Regularisation of CART trees by summation of $p$-values
Nils Engler, Mathias Lindholm, Filip Lindskog, Taariq Nazar
TL;DR
The paper addresses the instability and inefficiency of cross-validation for growing CART regression trees by introducing a deterministic, in-sample stopping rule based on node-wise $p$-values. By formulating the split decision as a change-point problem and employing a Bonferroni-based bound, the authors provide an easily computable upper bound for the tree-wide $p$-value that allows covariates of arbitrary dimension and yields asymptotic power guarantees under meaningful alternatives. They connect this approach to classical regularisation techniques, showing how the $p$-value penalty relates to pruning and information criteria, and demonstrate practical performance through extensive simulations and real-data examples, including an auto-calibrated predictor built from a GBM. Overall, the method offers a deterministic, regularised alternative to cross-validation for stopping decisions in CART trees with strong theoretical and empirical support.
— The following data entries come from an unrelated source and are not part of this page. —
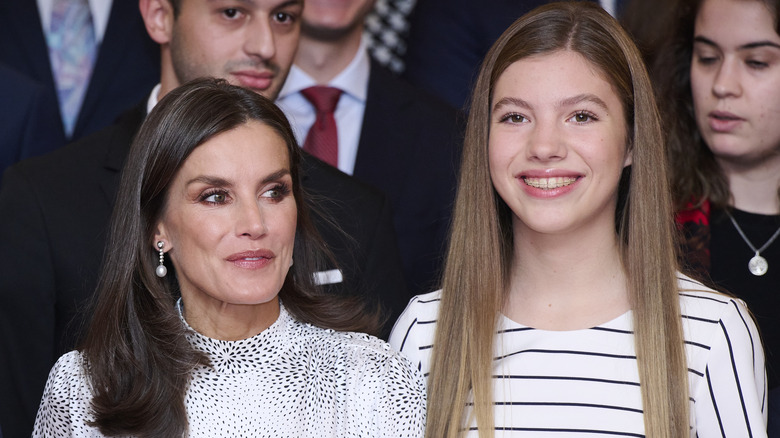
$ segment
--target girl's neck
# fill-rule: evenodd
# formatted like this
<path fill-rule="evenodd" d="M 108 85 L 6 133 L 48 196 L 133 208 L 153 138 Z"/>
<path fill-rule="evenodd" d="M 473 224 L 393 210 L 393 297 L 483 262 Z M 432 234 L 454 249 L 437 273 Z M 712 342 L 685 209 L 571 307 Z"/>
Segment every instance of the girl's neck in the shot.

The approach is implemented and made accessible, enabling reliable, non-random tree construction and facilitating downstream use in boosting, distillation, and auto-calibrated prediction tasks.
Abstract
The standard procedure to decide on the complexity of a CART regression tree is to use cross-validation with the aim of obtaining a predictor that generalises well to unseen data. The randomness in the selection of folds implies that the selected CART regression tree is not a deterministic function of the data. Moreover, the cross-validation procedure may become time consuming and result in inefficient use of training data. We propose a simple deterministic in-sample method that can be used for stopping the growing of a CART regression tree based on node-wise statistical tests. This testing procedure is derived using a connection to change point detection, where the null hypothesis corresponds to no signal. The suggested $p$-value based procedure allows us to consider covariate vectors of arbitrary dimension and allows us to bound the $p$-value of an entire tree from above. Further, we show that the test detects a not too weak signal with a high probability, given a not too small sample size. We illustrate our methodology and the asymptotic results on both simulated and real world data. Additionally, we illustrate how the $p$-value based method can be used to construct a deterministic piece-wise constant auto-calibrated predictor based on a given black-box predictor.